Most slow cookers are too small to accommodate all the water necessary to dilute a normal batch of LS. I do it in a stainless steel pot on top of the stove. Takes 3-4 hours at LOW to MED LOW heat. Avoid using a SB to break up clumps. Creates too much foam. They will dissolve eventually. But we'll save that discussion for next time. 

HTH


----------



## IrishLass (Mar 27, 2019)

Zany_in_CO said:


> ETA: I just took a look at your recipe and I see a few problems -- actually, I thought IL would come along and help you.
> 
> RE: Cocoa Butter - Have a look at "What to Expect From Various Oils in LS" linked below. (Keep in mind it's just "guidelines" for creating clear liquid soap, not hard & fast Rules.)
> *https://www.soapmakingforum.com/threads/what-to-expect-from-various-oils-in-ls.62864/*



There should actually be no problem with the cocoa butter in this particular formula, since the end objective is to end up with an opaque, creamy soap.....unless, that is, neeeen4 expected a clear soap, which is clearly stated in my tutorial that the soap will not be clear. 




			
				Zany said:
			
		

> RE: Lye Concentration:





			
				Zany said:
			
		

> Figure the amount of KOH you need and then use a factor of 3 X KOH = the amount of water required. (I do this by hand.) In some cases, you can use 2 X KOH, but you may get a BIG surprise when the batch starts bloating up and out of the pot.
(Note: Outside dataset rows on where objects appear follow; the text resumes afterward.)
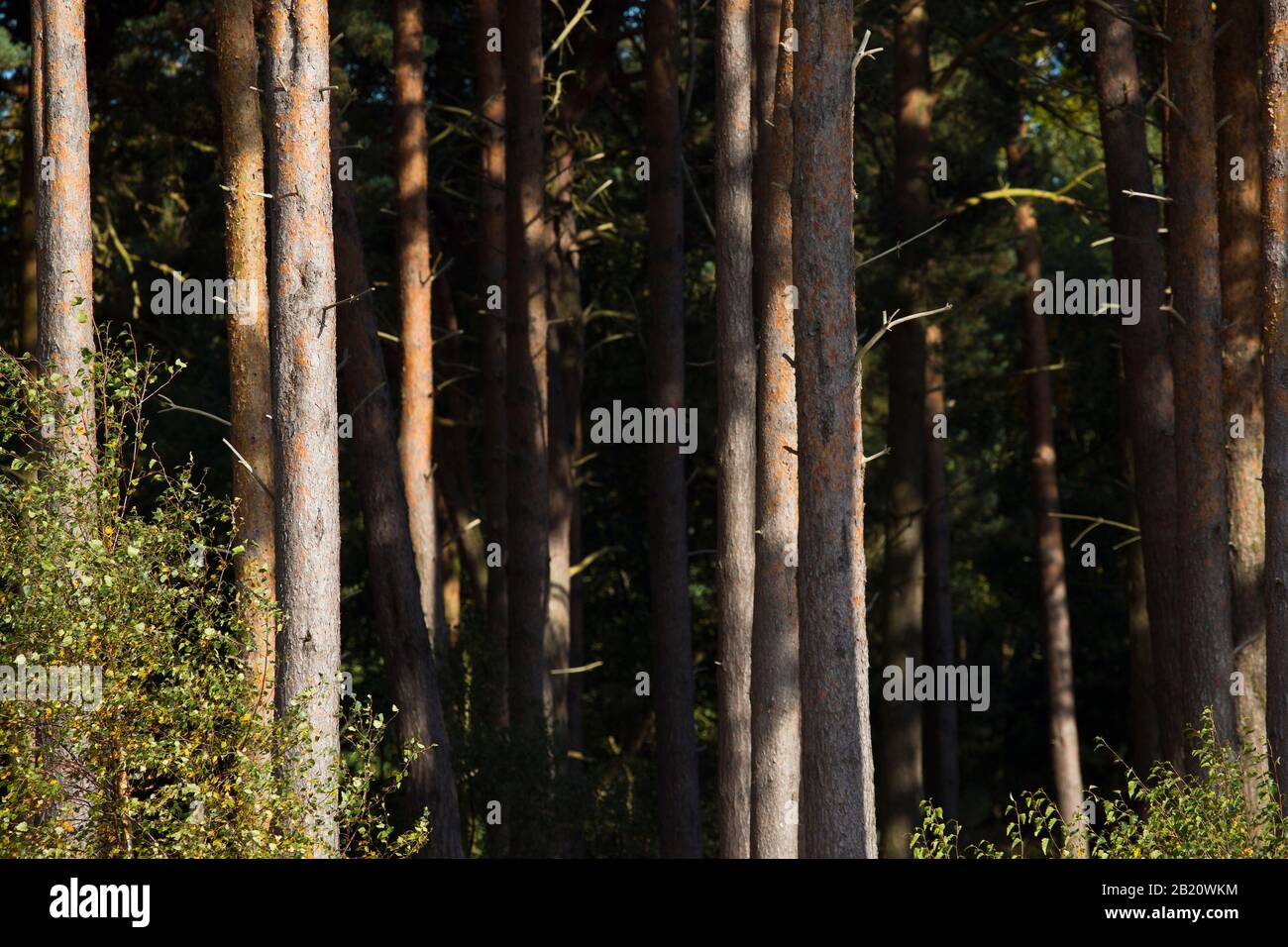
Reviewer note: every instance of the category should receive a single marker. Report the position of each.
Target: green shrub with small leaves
(1209, 813)
(119, 569)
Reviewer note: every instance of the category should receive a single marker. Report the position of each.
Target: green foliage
(121, 566)
(1164, 814)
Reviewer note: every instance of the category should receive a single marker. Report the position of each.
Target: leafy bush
(117, 565)
(1164, 814)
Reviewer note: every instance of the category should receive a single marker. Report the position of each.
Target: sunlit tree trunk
(735, 428)
(304, 402)
(837, 815)
(250, 375)
(776, 699)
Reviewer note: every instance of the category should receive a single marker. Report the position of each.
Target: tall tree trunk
(305, 460)
(837, 817)
(735, 437)
(668, 539)
(64, 243)
(528, 496)
(1046, 500)
(776, 697)
(1201, 429)
(1146, 359)
(941, 749)
(391, 579)
(64, 287)
(490, 265)
(1239, 208)
(29, 299)
(900, 779)
(1274, 298)
(416, 438)
(557, 647)
(250, 375)
(1145, 748)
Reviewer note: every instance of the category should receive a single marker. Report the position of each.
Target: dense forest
(625, 428)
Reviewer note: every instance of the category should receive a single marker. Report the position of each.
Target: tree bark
(1065, 761)
(735, 437)
(1274, 249)
(941, 748)
(391, 578)
(1201, 431)
(64, 241)
(29, 299)
(250, 373)
(490, 265)
(837, 817)
(1239, 209)
(307, 499)
(528, 495)
(1146, 359)
(900, 777)
(416, 438)
(776, 698)
(668, 540)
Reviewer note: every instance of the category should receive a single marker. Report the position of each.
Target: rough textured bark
(1145, 748)
(941, 748)
(1237, 95)
(900, 777)
(250, 376)
(29, 299)
(1146, 359)
(776, 698)
(837, 817)
(490, 265)
(668, 540)
(735, 428)
(1057, 638)
(307, 500)
(1201, 429)
(528, 496)
(64, 243)
(416, 437)
(391, 579)
(1274, 298)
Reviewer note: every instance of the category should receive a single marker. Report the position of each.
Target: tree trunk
(941, 748)
(900, 779)
(304, 403)
(1239, 208)
(250, 375)
(735, 428)
(391, 579)
(776, 699)
(416, 438)
(1046, 500)
(1145, 746)
(837, 817)
(64, 287)
(64, 243)
(668, 539)
(1201, 429)
(29, 300)
(1274, 249)
(490, 265)
(528, 496)
(1146, 359)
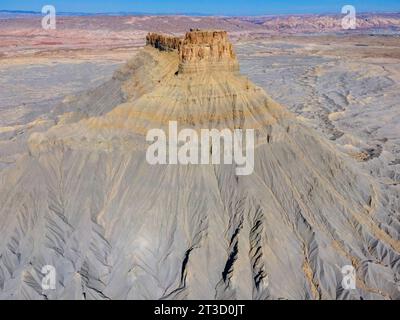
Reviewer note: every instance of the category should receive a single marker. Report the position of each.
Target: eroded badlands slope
(83, 198)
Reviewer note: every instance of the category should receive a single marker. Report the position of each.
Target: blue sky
(220, 7)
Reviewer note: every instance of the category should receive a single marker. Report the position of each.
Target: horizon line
(198, 14)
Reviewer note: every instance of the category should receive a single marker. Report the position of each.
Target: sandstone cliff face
(163, 42)
(200, 50)
(85, 200)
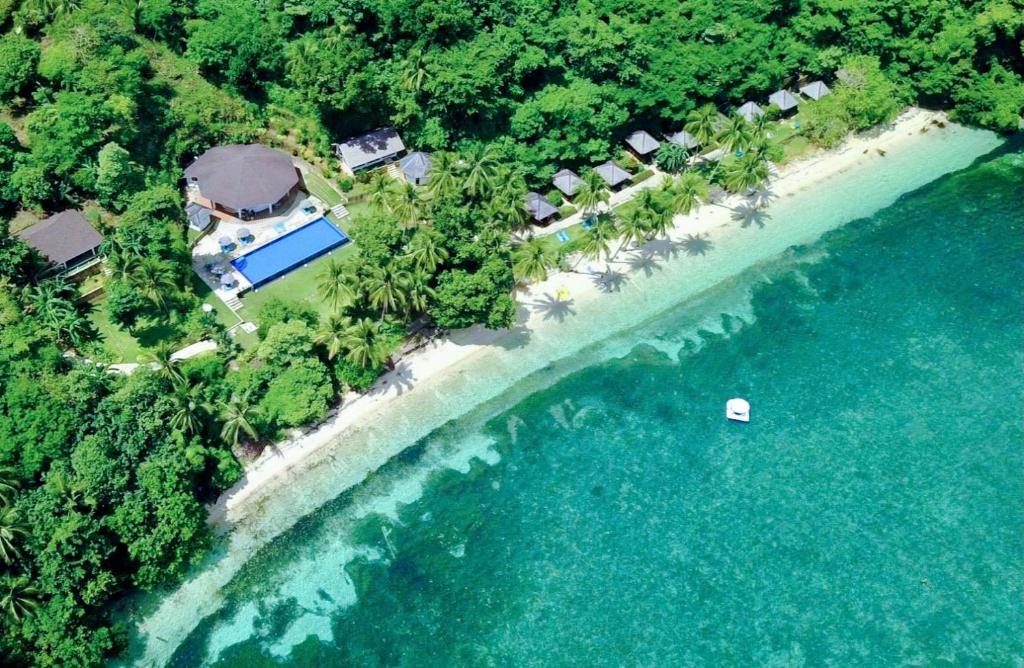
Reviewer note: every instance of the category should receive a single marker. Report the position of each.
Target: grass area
(318, 186)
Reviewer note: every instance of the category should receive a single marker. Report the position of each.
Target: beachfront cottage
(381, 147)
(612, 174)
(751, 111)
(684, 139)
(416, 167)
(642, 144)
(542, 210)
(243, 180)
(785, 100)
(67, 241)
(567, 181)
(815, 90)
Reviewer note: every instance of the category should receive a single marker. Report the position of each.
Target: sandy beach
(286, 460)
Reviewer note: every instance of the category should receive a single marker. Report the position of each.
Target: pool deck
(207, 250)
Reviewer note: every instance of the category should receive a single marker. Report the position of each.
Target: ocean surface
(602, 511)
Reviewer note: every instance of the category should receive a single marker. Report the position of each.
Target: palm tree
(481, 165)
(419, 293)
(425, 249)
(162, 356)
(443, 170)
(335, 284)
(188, 410)
(155, 280)
(736, 134)
(597, 241)
(747, 172)
(593, 192)
(239, 416)
(672, 158)
(11, 529)
(8, 484)
(365, 346)
(701, 123)
(387, 288)
(332, 334)
(18, 598)
(414, 74)
(688, 193)
(380, 196)
(530, 260)
(407, 205)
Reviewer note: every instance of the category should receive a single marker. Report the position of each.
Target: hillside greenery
(103, 476)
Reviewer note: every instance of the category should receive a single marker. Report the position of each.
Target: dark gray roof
(540, 207)
(369, 148)
(783, 99)
(416, 165)
(815, 90)
(567, 181)
(642, 142)
(243, 176)
(61, 237)
(683, 138)
(612, 173)
(751, 111)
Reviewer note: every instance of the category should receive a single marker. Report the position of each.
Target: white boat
(737, 410)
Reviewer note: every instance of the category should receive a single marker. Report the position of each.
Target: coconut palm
(162, 356)
(736, 134)
(480, 169)
(688, 193)
(18, 598)
(11, 530)
(419, 293)
(8, 484)
(188, 409)
(672, 158)
(155, 280)
(593, 192)
(408, 205)
(747, 173)
(239, 417)
(597, 241)
(365, 345)
(380, 193)
(425, 249)
(443, 174)
(387, 288)
(335, 284)
(531, 258)
(702, 123)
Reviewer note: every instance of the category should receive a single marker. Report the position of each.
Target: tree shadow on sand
(697, 244)
(553, 308)
(643, 261)
(610, 281)
(749, 214)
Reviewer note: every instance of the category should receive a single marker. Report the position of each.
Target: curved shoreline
(452, 376)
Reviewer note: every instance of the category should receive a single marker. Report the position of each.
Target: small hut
(567, 181)
(542, 210)
(612, 174)
(815, 90)
(785, 100)
(642, 144)
(751, 111)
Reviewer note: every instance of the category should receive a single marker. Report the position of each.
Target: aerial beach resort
(461, 333)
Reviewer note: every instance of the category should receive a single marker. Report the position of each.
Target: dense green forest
(103, 476)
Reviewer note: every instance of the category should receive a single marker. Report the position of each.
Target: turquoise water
(870, 514)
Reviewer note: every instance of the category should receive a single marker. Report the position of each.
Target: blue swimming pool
(289, 251)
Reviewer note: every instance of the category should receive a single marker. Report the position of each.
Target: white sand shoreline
(438, 357)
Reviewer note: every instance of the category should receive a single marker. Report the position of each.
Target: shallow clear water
(603, 511)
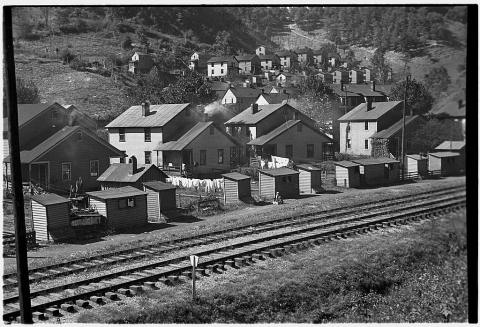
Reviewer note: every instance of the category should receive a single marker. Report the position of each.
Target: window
(289, 150)
(94, 168)
(203, 157)
(148, 134)
(121, 134)
(220, 156)
(310, 150)
(126, 202)
(66, 171)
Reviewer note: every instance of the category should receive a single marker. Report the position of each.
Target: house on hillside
(248, 64)
(288, 59)
(130, 174)
(388, 142)
(258, 120)
(222, 66)
(294, 140)
(71, 156)
(362, 122)
(140, 63)
(204, 150)
(269, 62)
(198, 62)
(139, 129)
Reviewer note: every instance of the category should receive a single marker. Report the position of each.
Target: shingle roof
(29, 156)
(346, 164)
(374, 161)
(115, 193)
(395, 128)
(378, 110)
(279, 171)
(235, 176)
(160, 114)
(247, 117)
(49, 198)
(159, 186)
(444, 154)
(221, 59)
(273, 98)
(308, 167)
(451, 145)
(119, 172)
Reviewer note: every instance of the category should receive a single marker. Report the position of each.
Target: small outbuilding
(51, 217)
(236, 187)
(447, 163)
(378, 171)
(310, 179)
(347, 173)
(416, 165)
(161, 197)
(282, 180)
(124, 207)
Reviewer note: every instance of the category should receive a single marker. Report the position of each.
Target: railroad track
(110, 286)
(138, 253)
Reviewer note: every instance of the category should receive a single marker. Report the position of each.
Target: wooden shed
(447, 163)
(124, 207)
(51, 217)
(416, 165)
(161, 197)
(347, 173)
(236, 186)
(282, 180)
(310, 179)
(378, 171)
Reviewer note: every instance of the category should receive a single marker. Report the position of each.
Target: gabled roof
(235, 176)
(189, 137)
(279, 172)
(360, 113)
(346, 164)
(159, 186)
(375, 161)
(395, 128)
(30, 156)
(264, 139)
(247, 117)
(444, 154)
(160, 114)
(116, 193)
(451, 145)
(222, 59)
(49, 198)
(273, 98)
(119, 172)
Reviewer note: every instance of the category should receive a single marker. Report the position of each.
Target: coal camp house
(57, 151)
(138, 130)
Zany- I'm not sure why you tagged the lye concentration as being a problem? A 25% lye concentration is the same as KOH x 3.




			
				Zany said:
			
		

> RE: Superfat/Lye Discount:





			
				Zany said:
			
		

> 0%-3% is recommended. You don't want any excess oil floating around in your soap.



If neeen4 follows my tutorial to the end, the superfat will actually be closer to 7% when all is said and done. The additives I use in my tutorial prevent any precipitation of oils out of the main body of liquid soap.

Neeen4- although you already learned this the hard way, always make your paste with just the necessities-, i.e. KOH, water (or milk), glycerin and oils/fats.  Save all the rest of your additives for dilution time.


*Edited to add*...there's no need to cook your soap or stickblend it to the taffy stage. I take a totally laissez-faire approach to reach the paste stage, for which my stick-blender thanks me. I just whisk to emulsification, cover and walk away (leaving the pot completely off the heat). Within 6 hours I have paste and didn't have to do a thing.

IrishLass


----------



## Zany_in_CO (Mar 27, 2019)

Zany_in_CO said:


> I can't help you with that recipe -- I've never made it -- hopefully Irish Lass will be along eventually to help you figure it out.


YAY! Irish showed up! I'm so glad... FYI There are as many ways to make LS as there are LS-ers so don't be surprised if you get conflicting info. I'm Old School -- I like clear soap vs. IL "cutting edge". I'll bow out now. 

@IrishLass  FYI, I use 3 X KOH because  a long time ago (2004-2005?) ... when I first discovered that Catherine Failor's recipes fit that factor, I began using it on the Liquid Soapers Yahoo Group; versus places like MMS's recipes that used 2 X KOH. Just habit.


----------